Here, at 926 East McLemore Avenue -- home of the now-defunct Stax Records studio and one of the most famous addresses in American music history -- the soul is returning to a rundown black neighborhood.
Stax was one of the most popular soul-music labels ever, second only to Motown in sales and influence. With its studio in a converted Capitol movie theater, Stax folded in 1975, and the surrounding neighborhood fell on hard economic times.
Until now, that is.
In April, a new museum, the Stax Museum of American Soul Music, and an adjacent music academy are due to open, part of an ambitious urban and cultural renewal program for the area dubbed "Soulsville USA" in the 1960s.

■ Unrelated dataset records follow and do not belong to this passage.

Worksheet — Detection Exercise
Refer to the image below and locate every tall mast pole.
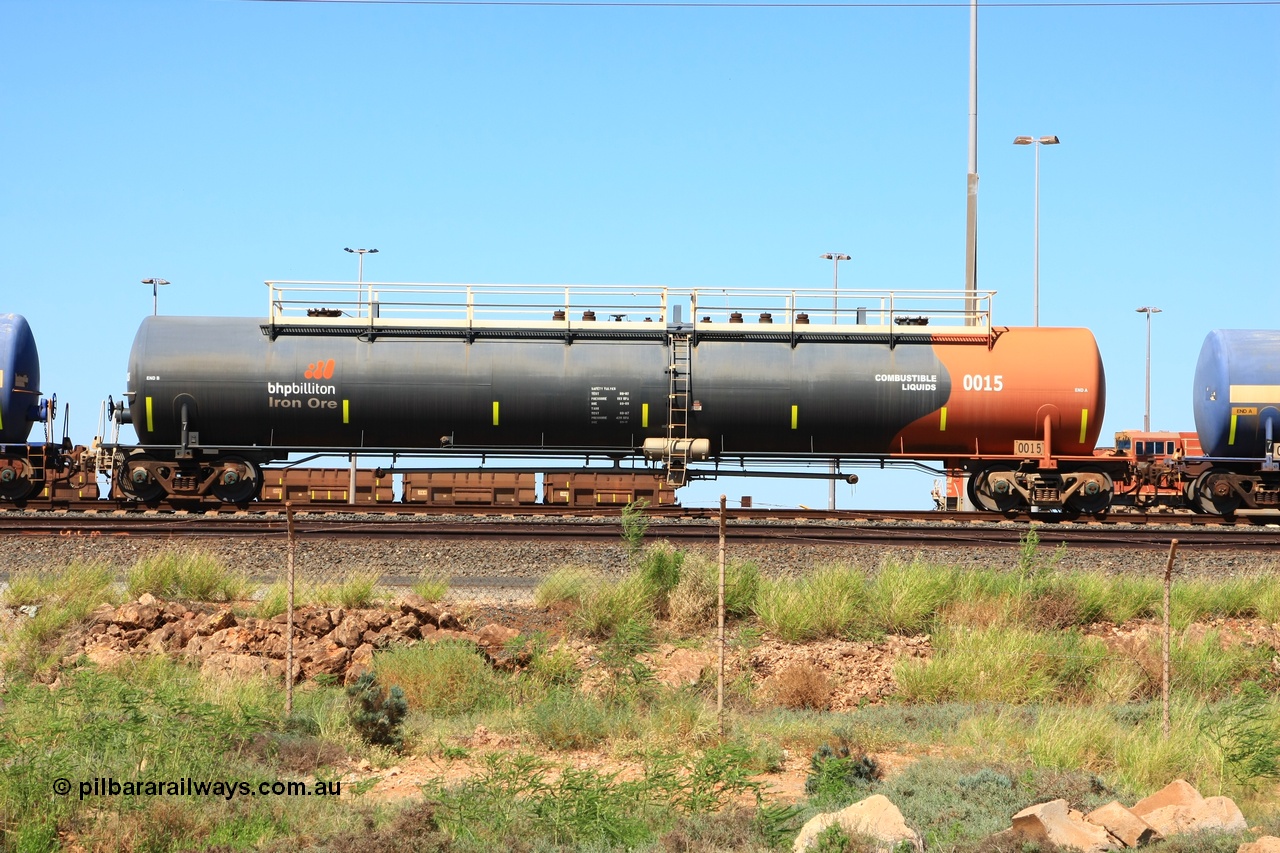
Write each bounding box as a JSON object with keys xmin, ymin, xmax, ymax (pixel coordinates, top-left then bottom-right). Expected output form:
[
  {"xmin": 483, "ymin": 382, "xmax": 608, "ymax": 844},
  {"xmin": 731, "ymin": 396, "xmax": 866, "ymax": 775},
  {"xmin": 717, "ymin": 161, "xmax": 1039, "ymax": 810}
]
[{"xmin": 964, "ymin": 0, "xmax": 978, "ymax": 325}]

The $20 million project is financed with federal, state and city funds as well as with private donations.
In a city with an already rich musical tradition, from Elvis Presley's Graceland mansion to the blues joints of Beale Street and the legendary Sun Record studios, the museum would seem to be just another tourist attraction. But it will be more than a static depository of memorabilia from the recent past. It will be testimony to the power of music to change sometimes hopeless lives, its founders say.

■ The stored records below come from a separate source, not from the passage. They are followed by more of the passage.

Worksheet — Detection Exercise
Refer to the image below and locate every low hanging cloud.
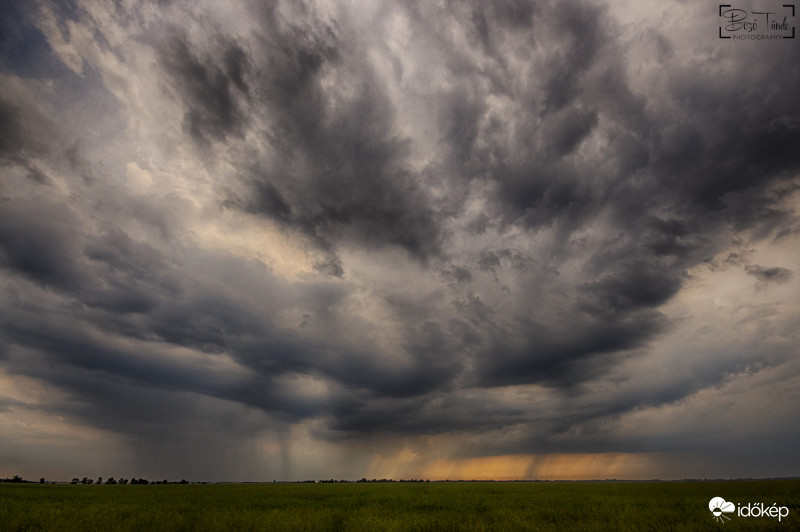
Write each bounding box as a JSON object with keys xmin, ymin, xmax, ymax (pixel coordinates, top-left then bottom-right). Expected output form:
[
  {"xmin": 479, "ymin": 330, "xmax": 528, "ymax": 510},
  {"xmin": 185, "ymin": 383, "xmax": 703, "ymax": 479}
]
[{"xmin": 0, "ymin": 0, "xmax": 800, "ymax": 479}]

"The academy will not only be for kids to discover their musical talent, but will also serve as an essential after-hours program in a still-deprived area where the majority of kids are raised by single women," said Deanie Parker, president and executive director of the Soulsville nonprofit project.
"If kids can join gangs and learn to shoot guns, we thought they could learn to harmonize, too," Parker told a visiting reporter recently. "Since we broke ground on the project [last year], crime has really gone down."
When Otis Redding, Sam and Dave, Eddie Floyd, Carla Thomas, Albert King and Isaac Hayes were recording at the Stax studio at 926 East McLemore, the whole neighborhood was alive with what sax player King Curtis famously dubbed "Memphis Soul Stew."
"We know what music can do for children. They just have to get past the rap and find their roots," Parker said. Those roots were apparent during the 1960s when Stax -- with its horn-backed sounds and string of hits, including eight Grammys and an Oscar for Hayes's "Shaft" soundtrack -- was the focal point of what was then a middle-class neighborhood. All this in a two-square-mile area that has to be one of the richest musically in the United States.
Aretha Franklin was born here, as were Stax house band leader Booker T. Jones, blues pianist Memphis Slim and Isaac Hayes's songwriting collaborator David Porter. Blues great Ma Rainey is buried in the local cemetery, and Memphis's favorite adopted son -- Elvis Presley -- used to sneak into black churches here to listen to gospel music.
But everything changed when Redding died in a plane crash 35 years ago in December. That was, for many soul fans, the end of an era.
Although Booker T and the MG's and the Stax house musicians kept making records, rhythm and blues was already moving in the direction of heavy funk and sexy slow-burn ballads that dominated the 1970s and 1980s. And just as punk revolutionized rock, R&B was ripe for change that came from the streets, rather than the church, and that ultimately led to rap and hip-hop.
Marc Willis, director of the academy, showed off the new center's facilities, which include high-tech recording studios, rehearsal rooms, equipment and computers for composing music. Students can learn guitar, bass, drums and singing.
Parker, who had worked at Stax as a songwriter, said the studio is being recreated. And to symbolize the roots of soul music in the blues and gospel, the first exhibit museum visitors will see is a one-room, wooden church transported here from its original location in the Mississippi Delta 100 miles south.
There will also be memorabilia about the label, which between 1959 and 1975 released 800 singles and 300 albums. Stax artists collected eight Grammy Awards, produced three No. 1 hits, 12 top-10 hits and 167 top-100 hits.
Willis said a key ingredient of Stax's success was that it crossed racial lines. "If this [Soulsville] shows people that blacks and whites used to play together, it helps us confront our fears about the stain on our city that will always be there," he said.
That stain was the 1968 assassination of civil rights leader Martin Luther King Jr. at the nearby Lorraine Motel.
But, as Parker noted, there is a connection between Stax and the then-segregated motel, which is now the site of the National Civil Rights Museum. "Otis and Eddie [Floyd] used to go to the Lorraine to rehearse and write," she said.